This article has participated in the “Digitalstar Project” and won a creative gift package to challenge the creative incentive money.
I believe that many friends can develop their own crawler projects independently after being bombarded by my last few blog posts on crawler technology!! The road of reptiles has been opened!
but a few days ago a fan VX asked me this question: “The source code I see in the browser through the developer tools is completely different from the source code I crawled down through the Requests library! What’s going on here? Through the blogger you teach the method can not solve ah!”
In fact, this involves front-end knowledge, but MY energy time is limited, so currently only updated an HTML essential knowledge article, pay attention to this blogger – will work hard to continue to update CSS and JavaScript related knowledge of the article oh!
As a reptilian must also know the front-end knowledge of the first two HTML explanations. It will be out soon!
We need to understand why this is the case before we can do something about it. The first thing to remember about Requests is that they were retrieving raw HTML documents, whereas the page in the browser was the result of JavaScript processing of data from a variety of sources, whether loaded via Ajax or included in the HTML document. It can also be generated by JavaScript and a specific algorithm.
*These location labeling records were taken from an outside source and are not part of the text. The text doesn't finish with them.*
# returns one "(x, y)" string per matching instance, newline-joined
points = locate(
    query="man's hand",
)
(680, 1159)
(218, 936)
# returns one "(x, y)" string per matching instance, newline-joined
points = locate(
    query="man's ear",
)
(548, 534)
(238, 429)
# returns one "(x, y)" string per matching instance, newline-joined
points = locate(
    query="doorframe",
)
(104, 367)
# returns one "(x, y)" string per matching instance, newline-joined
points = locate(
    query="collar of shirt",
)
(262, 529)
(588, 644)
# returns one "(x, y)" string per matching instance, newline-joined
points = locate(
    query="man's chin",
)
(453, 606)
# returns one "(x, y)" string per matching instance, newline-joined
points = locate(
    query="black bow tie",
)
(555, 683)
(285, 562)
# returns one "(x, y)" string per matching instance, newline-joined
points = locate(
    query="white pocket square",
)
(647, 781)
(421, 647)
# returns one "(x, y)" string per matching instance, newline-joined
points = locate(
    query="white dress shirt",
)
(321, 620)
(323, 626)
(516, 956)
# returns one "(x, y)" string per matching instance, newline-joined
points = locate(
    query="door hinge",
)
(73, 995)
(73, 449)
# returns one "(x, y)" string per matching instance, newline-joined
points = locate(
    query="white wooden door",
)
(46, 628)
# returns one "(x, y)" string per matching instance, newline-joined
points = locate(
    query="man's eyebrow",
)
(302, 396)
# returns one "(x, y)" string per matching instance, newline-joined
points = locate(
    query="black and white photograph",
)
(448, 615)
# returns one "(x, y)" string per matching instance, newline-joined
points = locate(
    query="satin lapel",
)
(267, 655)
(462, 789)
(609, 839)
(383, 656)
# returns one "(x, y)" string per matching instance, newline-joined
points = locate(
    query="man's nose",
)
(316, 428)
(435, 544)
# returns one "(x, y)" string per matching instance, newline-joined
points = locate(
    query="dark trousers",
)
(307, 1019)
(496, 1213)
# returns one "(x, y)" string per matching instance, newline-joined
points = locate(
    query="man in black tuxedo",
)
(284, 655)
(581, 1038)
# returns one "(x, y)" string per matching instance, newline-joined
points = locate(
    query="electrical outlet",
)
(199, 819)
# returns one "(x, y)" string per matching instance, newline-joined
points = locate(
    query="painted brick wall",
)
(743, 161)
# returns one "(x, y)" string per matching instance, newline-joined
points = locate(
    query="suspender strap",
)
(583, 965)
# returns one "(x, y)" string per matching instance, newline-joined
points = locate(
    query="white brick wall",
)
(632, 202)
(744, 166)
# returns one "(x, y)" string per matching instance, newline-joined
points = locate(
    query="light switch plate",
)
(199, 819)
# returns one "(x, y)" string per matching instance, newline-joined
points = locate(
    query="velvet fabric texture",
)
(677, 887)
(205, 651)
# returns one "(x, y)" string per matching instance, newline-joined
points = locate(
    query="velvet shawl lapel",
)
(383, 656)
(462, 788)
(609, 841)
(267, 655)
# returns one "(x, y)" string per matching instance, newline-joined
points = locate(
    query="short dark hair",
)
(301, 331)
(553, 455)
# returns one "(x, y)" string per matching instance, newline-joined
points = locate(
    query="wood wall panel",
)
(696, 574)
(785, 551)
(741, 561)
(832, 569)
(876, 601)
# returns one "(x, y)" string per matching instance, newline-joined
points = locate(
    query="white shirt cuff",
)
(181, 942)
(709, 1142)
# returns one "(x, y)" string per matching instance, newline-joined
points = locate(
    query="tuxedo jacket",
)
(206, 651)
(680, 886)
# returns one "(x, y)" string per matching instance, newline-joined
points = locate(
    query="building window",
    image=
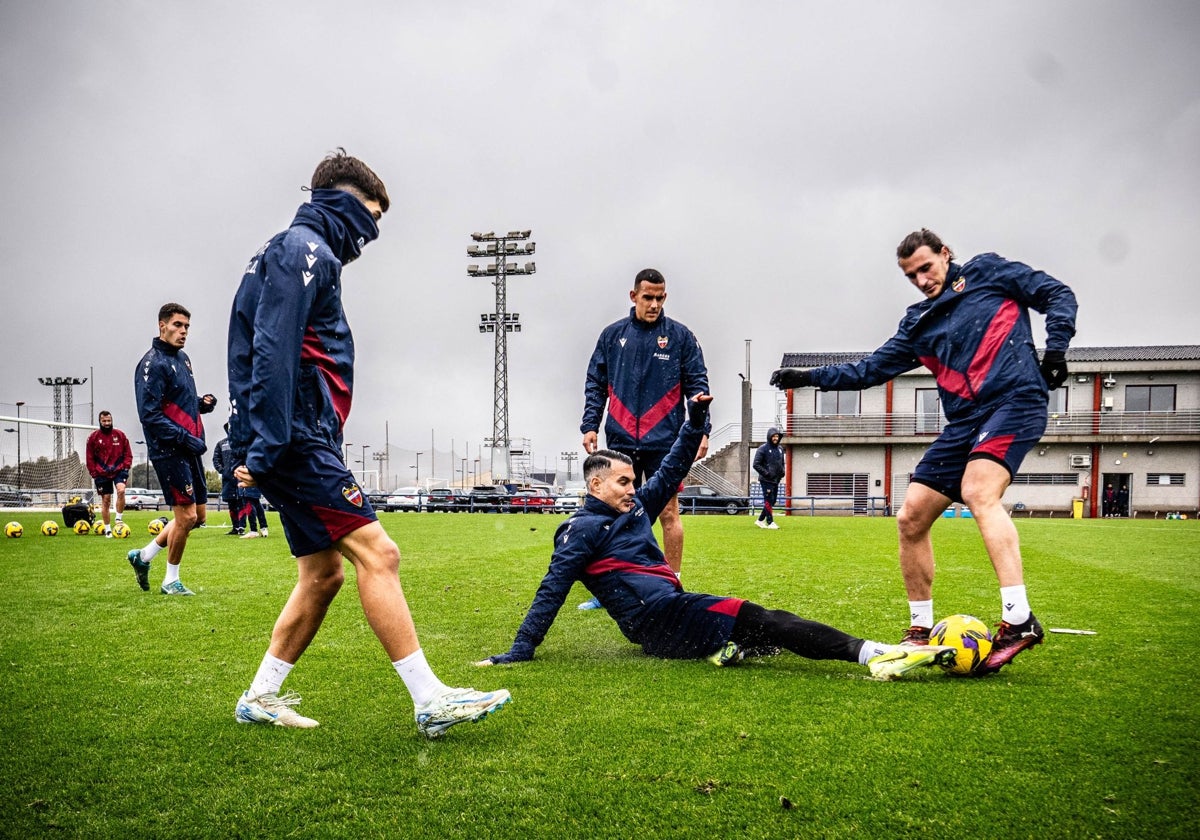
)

For the first case: Data loading is a kind of asynchronous loading way, the original page will contain some data first, after the original page loading, will request an interface to get the data from the server, and then the data will be processed and appear on the page, it is actually send an Ajax request (this is a situation of JavaScript to render the page!) ;
In the third case, the data load is generated using JavaScript and a specific algorithm, not raw HTML code, and there is no Ajax request involved.
principle known, the following question is how we in the end to solve?
|
The new version of Selenium no longer supports PhantomJS, and the original authors have given up maintaining the project. Also, try not to use this method when doing crawlers. Selenium+ browser combinations are slow and cannot handle high volume crawls and concurrent crawls. And eats computer resources. |
5. Simple use of practical examples:
from selenium import webdriver # Control the browser module
import time # Add sleep, or it will run too fast to record the screen effect!
# declare the browser object -- if firefox: driver = webdriver.firefos ()
driver = webdriver.Chrome() Get chrome control object -- WebDriver object
# 1. Request a URL
driver.get('http://www.baidu.com')
time.sleep(1)
# 2. Navigate to the search box TAB
input_tag = driver.find_element_by_id('kw')
# 3. Type your search into the search box
input_tag.send_keys('Cat pictures')
# 4. Navigate to the search icon on Baidu
submit_tag = driver.find_element_by_id('su')
time.sleep(1)
# 5. Click the search icon
submit_tag.click()
time.sleep(5)
# 6. Quit! If you do not exit, there will be residual processes!!
driver.quit()
Copy the code
- Webdriver.chrome () if the driver is not included in the environment variable, add the executable parameter to Chrome, which is the path of the downloaded Chromedriver file.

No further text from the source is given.